2008, o ano que não acaba

2008 é um ano daqueles que mesmo depois que acaba, leva anos para terminar.

Esse foi o ano em que, até mesmo aquele mais indisposto à mudança, teve de se desconfortar em ao menos trocar os sapatos.

O clima de tensão estava no ar fazia algum tempo, afinal toda essa ansiedade e euforia trazida pela ganância do dinheiro fácil e volumoso tinha um preço. Todo mundo sabia que não estava certo, mas ninguém queria ser o primeiro a sair.

Saímos todos, mesmo os que nem entraram.

Ontem fui assistir a um show de um grande amigo, cantor de reggae. A festa era pré-reveillon, muita gente de branco, frutas à vontade e o desejo de contar logo de 10 a 1 e encerrar a temporada. Só faltou o champagne.

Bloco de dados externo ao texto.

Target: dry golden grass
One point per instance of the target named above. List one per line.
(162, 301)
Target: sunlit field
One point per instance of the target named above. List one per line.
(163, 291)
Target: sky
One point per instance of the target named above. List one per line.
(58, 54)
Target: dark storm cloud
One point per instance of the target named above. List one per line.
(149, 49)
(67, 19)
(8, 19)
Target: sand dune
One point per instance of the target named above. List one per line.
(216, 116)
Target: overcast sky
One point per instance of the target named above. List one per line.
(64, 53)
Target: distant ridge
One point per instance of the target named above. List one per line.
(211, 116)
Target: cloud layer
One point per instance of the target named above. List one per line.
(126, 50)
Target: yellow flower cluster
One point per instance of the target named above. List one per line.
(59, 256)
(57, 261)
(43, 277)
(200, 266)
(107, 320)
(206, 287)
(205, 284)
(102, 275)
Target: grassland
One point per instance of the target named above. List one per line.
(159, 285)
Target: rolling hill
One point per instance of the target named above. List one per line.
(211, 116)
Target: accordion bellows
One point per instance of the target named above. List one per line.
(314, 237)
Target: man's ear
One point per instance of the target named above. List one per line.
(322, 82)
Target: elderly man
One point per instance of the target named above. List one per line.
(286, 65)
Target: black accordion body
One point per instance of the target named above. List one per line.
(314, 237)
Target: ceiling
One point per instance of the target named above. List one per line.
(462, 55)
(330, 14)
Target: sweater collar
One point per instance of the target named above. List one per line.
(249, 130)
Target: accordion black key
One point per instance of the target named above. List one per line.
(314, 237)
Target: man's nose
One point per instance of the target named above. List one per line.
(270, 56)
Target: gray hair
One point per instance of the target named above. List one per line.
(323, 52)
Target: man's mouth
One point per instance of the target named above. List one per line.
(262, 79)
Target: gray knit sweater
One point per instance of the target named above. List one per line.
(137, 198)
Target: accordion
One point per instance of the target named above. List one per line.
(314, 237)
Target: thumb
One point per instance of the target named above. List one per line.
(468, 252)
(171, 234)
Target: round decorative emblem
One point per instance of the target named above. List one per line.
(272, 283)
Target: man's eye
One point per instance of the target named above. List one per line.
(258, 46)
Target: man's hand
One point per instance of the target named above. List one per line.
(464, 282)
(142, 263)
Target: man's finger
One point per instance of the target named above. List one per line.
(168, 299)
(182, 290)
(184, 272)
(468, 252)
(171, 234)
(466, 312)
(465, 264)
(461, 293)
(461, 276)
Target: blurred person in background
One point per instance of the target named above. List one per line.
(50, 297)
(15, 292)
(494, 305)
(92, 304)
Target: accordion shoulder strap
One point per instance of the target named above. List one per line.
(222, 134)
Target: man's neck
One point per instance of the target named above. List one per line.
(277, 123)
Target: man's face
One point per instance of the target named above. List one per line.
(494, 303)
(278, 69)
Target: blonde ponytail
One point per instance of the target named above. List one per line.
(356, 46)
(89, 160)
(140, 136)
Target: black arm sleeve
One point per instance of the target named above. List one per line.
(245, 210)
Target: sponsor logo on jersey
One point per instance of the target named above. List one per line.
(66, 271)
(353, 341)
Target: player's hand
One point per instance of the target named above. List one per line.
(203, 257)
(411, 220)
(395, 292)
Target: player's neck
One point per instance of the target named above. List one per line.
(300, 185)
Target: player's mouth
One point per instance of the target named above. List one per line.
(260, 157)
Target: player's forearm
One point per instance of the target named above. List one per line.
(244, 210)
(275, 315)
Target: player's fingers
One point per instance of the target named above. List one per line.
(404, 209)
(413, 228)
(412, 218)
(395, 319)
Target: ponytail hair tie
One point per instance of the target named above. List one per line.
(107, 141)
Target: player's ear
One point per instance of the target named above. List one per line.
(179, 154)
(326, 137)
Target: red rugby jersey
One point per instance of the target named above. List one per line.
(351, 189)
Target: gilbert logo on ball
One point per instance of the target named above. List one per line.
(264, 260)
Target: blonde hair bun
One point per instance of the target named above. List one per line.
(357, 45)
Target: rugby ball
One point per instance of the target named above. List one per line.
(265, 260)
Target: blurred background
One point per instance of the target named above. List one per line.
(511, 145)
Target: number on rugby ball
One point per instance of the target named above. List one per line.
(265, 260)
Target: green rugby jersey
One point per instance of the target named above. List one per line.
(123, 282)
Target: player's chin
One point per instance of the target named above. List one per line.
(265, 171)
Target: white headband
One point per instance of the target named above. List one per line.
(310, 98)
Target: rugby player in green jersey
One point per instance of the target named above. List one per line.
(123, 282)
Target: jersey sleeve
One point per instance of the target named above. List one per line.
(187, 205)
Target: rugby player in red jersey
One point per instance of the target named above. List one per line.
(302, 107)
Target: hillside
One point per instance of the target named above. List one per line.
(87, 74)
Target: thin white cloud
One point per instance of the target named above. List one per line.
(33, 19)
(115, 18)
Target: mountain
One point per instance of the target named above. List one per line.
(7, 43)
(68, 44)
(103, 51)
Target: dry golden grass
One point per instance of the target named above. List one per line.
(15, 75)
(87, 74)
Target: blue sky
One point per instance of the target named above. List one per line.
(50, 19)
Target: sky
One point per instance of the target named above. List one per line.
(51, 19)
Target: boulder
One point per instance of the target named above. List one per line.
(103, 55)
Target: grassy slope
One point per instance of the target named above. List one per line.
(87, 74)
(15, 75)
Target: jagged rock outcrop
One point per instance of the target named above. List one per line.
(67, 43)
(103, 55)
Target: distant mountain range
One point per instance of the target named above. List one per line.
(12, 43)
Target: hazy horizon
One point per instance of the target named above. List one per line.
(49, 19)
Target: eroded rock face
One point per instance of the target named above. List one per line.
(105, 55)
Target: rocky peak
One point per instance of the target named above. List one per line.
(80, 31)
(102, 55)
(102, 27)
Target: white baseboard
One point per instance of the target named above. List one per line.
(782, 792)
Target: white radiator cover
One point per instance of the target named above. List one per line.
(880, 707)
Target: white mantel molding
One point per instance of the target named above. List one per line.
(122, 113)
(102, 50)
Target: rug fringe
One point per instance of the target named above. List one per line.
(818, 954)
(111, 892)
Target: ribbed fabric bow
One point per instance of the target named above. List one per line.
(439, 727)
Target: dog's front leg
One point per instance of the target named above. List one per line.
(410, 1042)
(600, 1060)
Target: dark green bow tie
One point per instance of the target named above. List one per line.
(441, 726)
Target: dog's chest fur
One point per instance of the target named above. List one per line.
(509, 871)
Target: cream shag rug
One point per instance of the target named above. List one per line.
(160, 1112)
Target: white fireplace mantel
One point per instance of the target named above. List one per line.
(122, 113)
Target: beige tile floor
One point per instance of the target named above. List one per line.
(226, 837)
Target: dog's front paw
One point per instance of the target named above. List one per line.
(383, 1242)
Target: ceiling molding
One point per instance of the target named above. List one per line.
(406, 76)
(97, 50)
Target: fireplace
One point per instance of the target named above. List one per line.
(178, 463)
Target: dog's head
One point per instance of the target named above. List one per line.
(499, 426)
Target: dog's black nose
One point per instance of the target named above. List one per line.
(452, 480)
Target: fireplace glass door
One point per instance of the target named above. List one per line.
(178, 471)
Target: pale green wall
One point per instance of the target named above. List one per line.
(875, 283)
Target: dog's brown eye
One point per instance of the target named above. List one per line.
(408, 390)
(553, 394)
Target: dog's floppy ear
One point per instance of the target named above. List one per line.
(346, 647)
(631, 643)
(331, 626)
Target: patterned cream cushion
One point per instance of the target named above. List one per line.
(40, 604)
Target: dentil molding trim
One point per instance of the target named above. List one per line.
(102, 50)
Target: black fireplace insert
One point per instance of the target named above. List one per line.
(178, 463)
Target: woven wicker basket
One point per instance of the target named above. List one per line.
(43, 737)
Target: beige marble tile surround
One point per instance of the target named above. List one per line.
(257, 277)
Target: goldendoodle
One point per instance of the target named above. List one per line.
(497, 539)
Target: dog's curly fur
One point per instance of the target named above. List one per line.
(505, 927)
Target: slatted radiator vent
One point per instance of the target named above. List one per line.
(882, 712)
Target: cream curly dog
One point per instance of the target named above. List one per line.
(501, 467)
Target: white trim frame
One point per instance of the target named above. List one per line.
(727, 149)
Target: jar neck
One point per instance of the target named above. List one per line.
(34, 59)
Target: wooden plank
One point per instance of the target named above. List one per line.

O champagne e os motivos da comemoração.
Comemorar o que?

Santa Catarina registra 125 mortes por causa das enchentes
Chuva tira 28 mil pessoas de casa em Minas Gerais
Maldivas podem sumir por causa do aquecimento global
Motorista dirige pela contra-mão na BR-153 em SP
Tiro de Lindemberg causou ação policial
Caso Isabella: polícia estranha depoimentos do casal
Economistas projetam desemprego de 8,5% em 2009

Na reunião do último dia no trabalho (antes das 2 semanas de descanso coletivo) a diretora confirma as suspeitas:

"- Ano que vêm só temos recursos financeiros até março e ainda é difícil dizer como serão as expectativas de novos projetos. Temos conversado sobre trabalhar com providências contra o aquecimento global com outras entidades, mas essa é uma discussão demorada."

"- Só vai sair depois que a Groelândia derreter." Eu respondi.

Acabou o clima da reunião.

Ontem falei sobre os fantasmas em outro post, mas vejo que é necessário explicar melhor o que são esses fantasmas. Fantasmas não são entidades que vagam por ai puxando o pé das crianças na cama, nem seres brancos que habitam o interior de construções antigas.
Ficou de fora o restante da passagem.